Açılış jeneriğinde çocukların çizdiği resimler ve onların sesinden duyduğumuz bir şarkı ile karşılıyor bizi film ve sonra hikâyenin odağındaki Rueben’in okula geldiği güne ve babası tarafından orada “terk edilişi”ne tanık oluyoruz. Finalde bir benzeri tekrarlanan bu sahne filme iyi ve ilginç bir giriş sağlıyor. Rueben gibi “normal” olanın hemen sınırında olan ve bu nedenle durumu daha zor olan bir çocuğu hikâyenin merkezine koymakla doğru bir seçimde bulunmuş senarist Abby Mann çünkü onun anne ve babasının çocuklarının durumuna verdikleri tepkiler hikâyenin sorumluluklarla ilgili derdinin iyi bir göstergesi oluyor. Üniversite mezunu ve maddî durumu iyi olan bir annenin, çocuğunun durumu karşısında çaresiz kalıp pes etmesi ile okuma yazması bile olmayan yoksul bir annenin savaşçılığını karşılaştırıyor örneğin hikâye ve seyircinin de karakterlerin (hem çocukların hem ebeveynlerinin) içinde bulunduğu koşulları dikkate almasını sağlıyor. Rueben karakterine nasıl yaklaşılması gerektiği konusunda psikiyatrist ile müzik öğretmeni arasında çıkan çatışma, iki yıldır gelmeyen annesini bekleyen çocuk, çocukların şükran günü temalı gösterisinin de (bu sahnede çocuklardan müthiş bir performans almış Cassavetes ve filmin genelinde hemen her zaman yüksek bir düzeyde seyreden mizansenini konuşturmuş kelimenin tam anlamı ile) aralarında olduğu pek çok an önemli öğesi var filmin.
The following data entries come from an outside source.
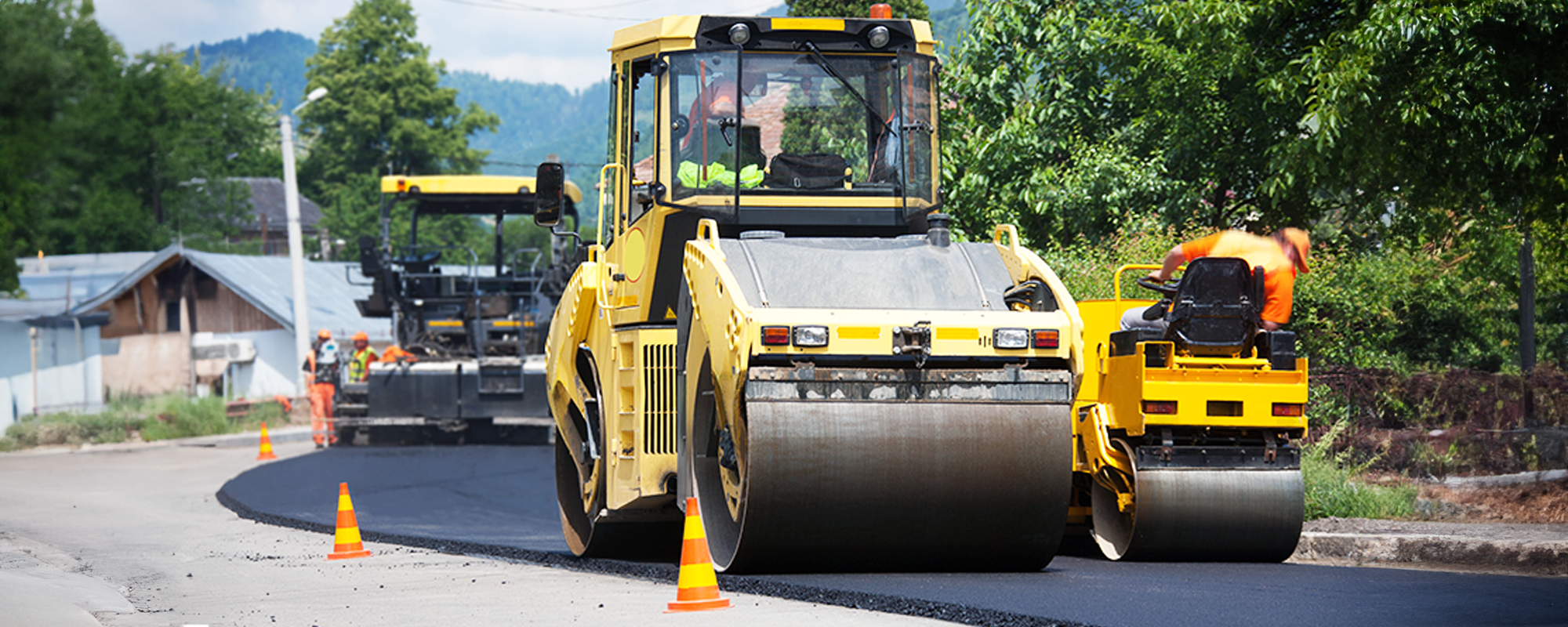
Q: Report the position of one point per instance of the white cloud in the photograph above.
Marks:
(553, 46)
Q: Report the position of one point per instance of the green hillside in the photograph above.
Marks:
(269, 60)
(537, 118)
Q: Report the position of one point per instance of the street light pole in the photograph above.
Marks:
(302, 321)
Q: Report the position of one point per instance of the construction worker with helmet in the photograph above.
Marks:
(361, 360)
(322, 374)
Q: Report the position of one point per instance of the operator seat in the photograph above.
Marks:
(1218, 308)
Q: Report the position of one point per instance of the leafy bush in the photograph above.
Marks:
(1335, 490)
(159, 418)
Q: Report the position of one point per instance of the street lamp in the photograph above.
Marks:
(296, 245)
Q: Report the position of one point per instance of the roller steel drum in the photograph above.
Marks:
(1191, 515)
(893, 487)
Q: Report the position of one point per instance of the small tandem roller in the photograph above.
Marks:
(1188, 440)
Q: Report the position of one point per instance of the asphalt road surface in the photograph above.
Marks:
(501, 501)
(134, 537)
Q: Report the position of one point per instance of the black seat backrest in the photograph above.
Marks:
(1218, 306)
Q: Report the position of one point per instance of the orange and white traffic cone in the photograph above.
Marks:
(697, 590)
(267, 446)
(347, 545)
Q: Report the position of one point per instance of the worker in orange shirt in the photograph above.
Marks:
(321, 368)
(1283, 256)
(360, 363)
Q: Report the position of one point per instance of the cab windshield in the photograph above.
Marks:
(802, 125)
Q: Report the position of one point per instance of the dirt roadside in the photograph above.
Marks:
(134, 537)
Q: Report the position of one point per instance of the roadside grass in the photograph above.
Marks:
(1335, 485)
(158, 418)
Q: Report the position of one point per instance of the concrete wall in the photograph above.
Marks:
(272, 372)
(150, 364)
(70, 372)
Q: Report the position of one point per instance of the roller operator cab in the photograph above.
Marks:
(1188, 438)
(473, 333)
(777, 322)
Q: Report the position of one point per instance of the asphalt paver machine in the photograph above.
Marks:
(473, 333)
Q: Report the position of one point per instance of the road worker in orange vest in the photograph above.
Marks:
(360, 363)
(322, 374)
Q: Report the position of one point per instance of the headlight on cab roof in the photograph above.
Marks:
(1011, 338)
(811, 336)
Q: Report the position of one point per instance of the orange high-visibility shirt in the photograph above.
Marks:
(1279, 272)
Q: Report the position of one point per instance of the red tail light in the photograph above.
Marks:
(1290, 410)
(775, 336)
(1160, 407)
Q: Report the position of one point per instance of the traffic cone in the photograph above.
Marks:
(347, 545)
(267, 446)
(697, 590)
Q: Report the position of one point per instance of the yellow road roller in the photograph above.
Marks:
(777, 321)
(1188, 435)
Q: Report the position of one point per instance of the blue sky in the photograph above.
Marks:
(540, 42)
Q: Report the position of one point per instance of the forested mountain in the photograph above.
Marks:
(269, 60)
(537, 118)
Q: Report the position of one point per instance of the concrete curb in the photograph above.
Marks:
(249, 440)
(1531, 557)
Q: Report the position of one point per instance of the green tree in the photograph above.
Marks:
(1440, 117)
(857, 9)
(385, 115)
(1081, 118)
(385, 112)
(106, 153)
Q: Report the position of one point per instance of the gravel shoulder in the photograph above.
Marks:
(136, 537)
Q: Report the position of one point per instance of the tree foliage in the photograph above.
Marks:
(385, 114)
(103, 151)
(857, 9)
(1076, 117)
(1404, 134)
(1432, 109)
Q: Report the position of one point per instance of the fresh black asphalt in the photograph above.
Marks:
(501, 501)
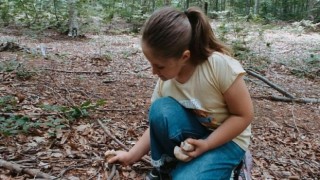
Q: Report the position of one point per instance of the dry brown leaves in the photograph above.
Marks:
(285, 140)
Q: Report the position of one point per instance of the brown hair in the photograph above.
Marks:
(170, 32)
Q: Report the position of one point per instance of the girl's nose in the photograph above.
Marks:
(154, 71)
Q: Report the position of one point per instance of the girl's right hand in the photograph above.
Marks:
(123, 157)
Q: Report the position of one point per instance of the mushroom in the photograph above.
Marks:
(179, 152)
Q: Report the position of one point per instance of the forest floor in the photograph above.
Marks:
(45, 97)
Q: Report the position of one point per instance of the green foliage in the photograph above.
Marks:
(16, 124)
(23, 73)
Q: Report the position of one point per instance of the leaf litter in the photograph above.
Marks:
(285, 142)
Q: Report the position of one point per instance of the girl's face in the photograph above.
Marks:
(165, 68)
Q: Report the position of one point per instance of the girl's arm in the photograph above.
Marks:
(240, 106)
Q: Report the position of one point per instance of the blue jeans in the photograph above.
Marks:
(170, 124)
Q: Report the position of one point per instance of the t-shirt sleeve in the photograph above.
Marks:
(226, 70)
(156, 92)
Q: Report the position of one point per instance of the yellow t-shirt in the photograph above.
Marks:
(203, 92)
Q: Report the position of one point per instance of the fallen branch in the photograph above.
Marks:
(106, 130)
(20, 169)
(113, 172)
(298, 100)
(274, 86)
(78, 72)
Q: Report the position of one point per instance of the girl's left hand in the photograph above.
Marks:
(200, 146)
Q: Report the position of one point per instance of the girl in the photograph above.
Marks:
(200, 97)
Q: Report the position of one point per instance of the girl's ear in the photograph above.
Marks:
(185, 56)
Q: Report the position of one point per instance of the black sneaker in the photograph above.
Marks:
(154, 174)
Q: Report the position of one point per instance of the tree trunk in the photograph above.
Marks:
(73, 19)
(256, 7)
(247, 7)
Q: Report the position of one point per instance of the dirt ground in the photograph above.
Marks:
(111, 67)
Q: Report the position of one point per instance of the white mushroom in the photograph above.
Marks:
(186, 146)
(181, 155)
(109, 154)
(179, 151)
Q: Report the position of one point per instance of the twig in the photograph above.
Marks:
(276, 87)
(294, 119)
(79, 72)
(29, 114)
(113, 172)
(298, 100)
(71, 167)
(18, 168)
(106, 130)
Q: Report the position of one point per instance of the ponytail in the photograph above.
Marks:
(203, 41)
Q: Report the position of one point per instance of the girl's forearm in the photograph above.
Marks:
(142, 147)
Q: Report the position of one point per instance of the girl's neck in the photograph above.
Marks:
(185, 73)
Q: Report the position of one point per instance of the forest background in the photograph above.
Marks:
(75, 84)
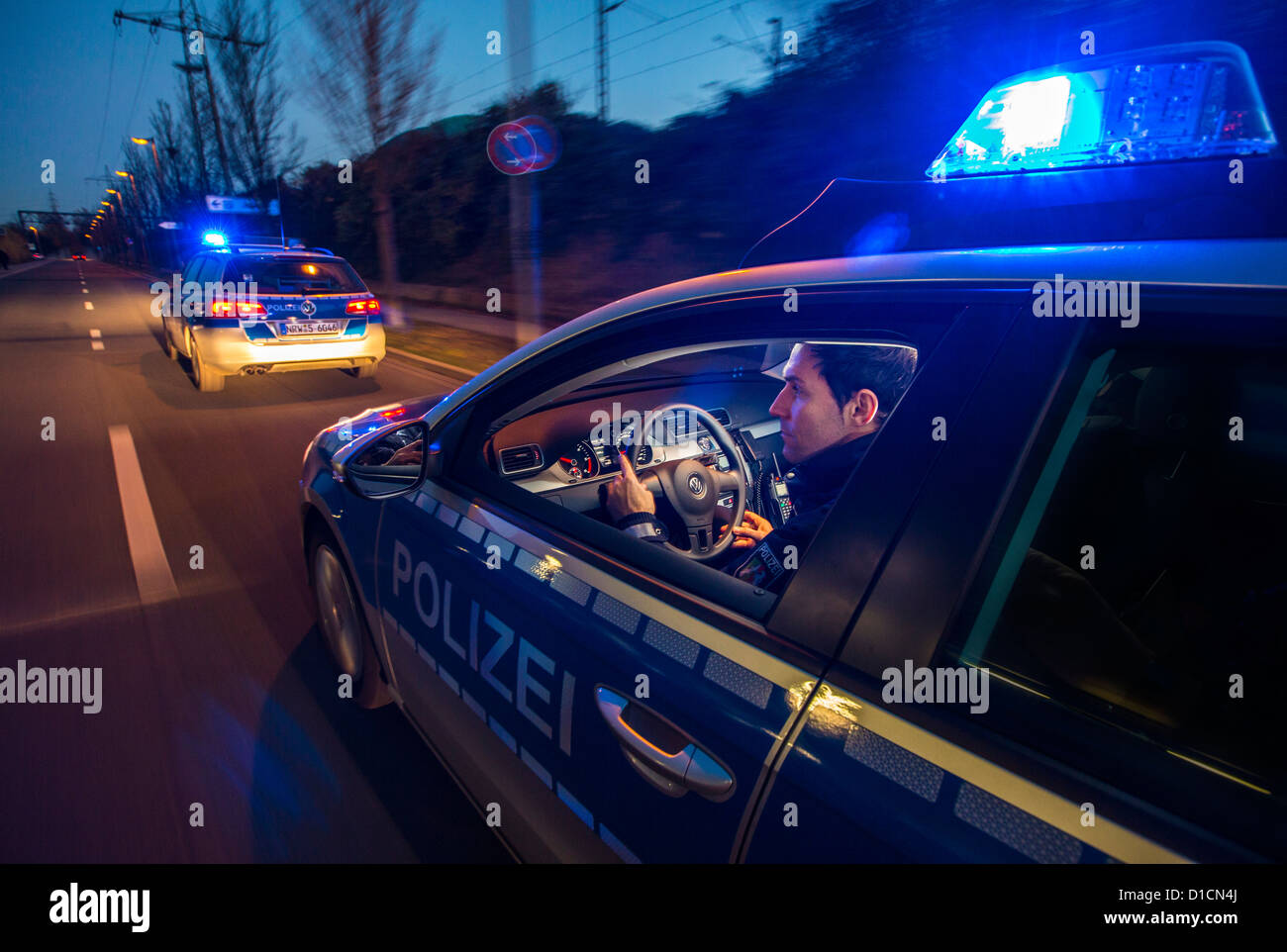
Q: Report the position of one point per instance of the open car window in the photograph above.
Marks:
(703, 428)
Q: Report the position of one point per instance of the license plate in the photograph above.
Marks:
(309, 327)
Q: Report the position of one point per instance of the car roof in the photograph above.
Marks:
(1226, 262)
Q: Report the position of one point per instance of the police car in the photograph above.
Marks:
(249, 309)
(1040, 620)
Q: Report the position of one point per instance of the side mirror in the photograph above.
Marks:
(387, 462)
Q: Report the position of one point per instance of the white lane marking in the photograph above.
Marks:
(150, 567)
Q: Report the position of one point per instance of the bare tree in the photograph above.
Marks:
(260, 146)
(372, 80)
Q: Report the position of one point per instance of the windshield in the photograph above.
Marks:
(300, 275)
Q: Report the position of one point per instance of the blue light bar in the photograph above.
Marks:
(1187, 101)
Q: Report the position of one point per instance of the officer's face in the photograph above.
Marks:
(811, 419)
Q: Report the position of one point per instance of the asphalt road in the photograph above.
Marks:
(222, 696)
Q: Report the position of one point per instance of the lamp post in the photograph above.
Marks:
(138, 215)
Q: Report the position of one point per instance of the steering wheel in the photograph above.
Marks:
(694, 490)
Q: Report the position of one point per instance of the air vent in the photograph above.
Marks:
(516, 459)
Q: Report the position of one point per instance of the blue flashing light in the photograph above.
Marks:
(1187, 101)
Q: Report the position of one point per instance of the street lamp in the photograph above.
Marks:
(155, 158)
(138, 211)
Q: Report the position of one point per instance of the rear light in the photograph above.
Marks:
(241, 308)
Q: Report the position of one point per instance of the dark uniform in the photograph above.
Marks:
(812, 485)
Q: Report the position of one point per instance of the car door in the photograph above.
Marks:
(623, 709)
(1030, 770)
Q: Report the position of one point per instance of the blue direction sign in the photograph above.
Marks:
(526, 145)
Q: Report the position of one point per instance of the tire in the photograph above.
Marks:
(343, 624)
(207, 381)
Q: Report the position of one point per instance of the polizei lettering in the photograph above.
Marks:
(524, 676)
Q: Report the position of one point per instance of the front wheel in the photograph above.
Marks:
(343, 625)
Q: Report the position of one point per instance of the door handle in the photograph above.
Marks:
(660, 751)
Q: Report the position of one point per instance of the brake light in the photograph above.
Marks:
(241, 308)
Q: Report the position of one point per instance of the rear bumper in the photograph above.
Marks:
(228, 351)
Zihinsel özürlü yetşkinlerin koğuşuna yapılan bir ziyaret (bu sahnede Cassavates de oyuncu olarak görünüyor) ve müsamerede okunan şiir gibi etkleyici sahneleri de eklemek gerekiyor filmin başarılarına.

Çocukları sevgi ile boğmanın değil, onlara kendi başlarını dik tutabilmelerini sağlayacak beceriler kazandırmanın peşinde olan psikiyatristin çabasının karşısına, okula harcanan parayı yüksek ve çocukların durumunu düşündüklerinde de gereksiz bulan eyalet görevlilerini çıkarıyor hikâye ve burada kapitalizm ile faşizmin zihinsel ortaklığının altını çiziyor. Zihinsel engellileri yok eden faşizm ile onlara harcanan paranın üstün zekâlı çocuklara ayrılmasının daha doğru olduğuna inanan pragmatik kapitalizmin kardeşliğinin iyi bir sembolü bu ve kimi doğrudan politik filmden çok daha fazlasını söylüyor kamu hakları ve kamu varlıklarının kullanımı konusunda burada hikâye bize.

Kusurları ve çelişkileri olan ama yine de görülmeyi hak eden bir Cassavetes filmi bu ve bu önemli sinemacının az film çekebilmiş olmasının sinemaseverler için ne kadar talihsiz bir durum olduğunu da hatırlatıyor bize. Özetle, görülmesi gerekli “bir siyah-beyaz yarı-klasik”.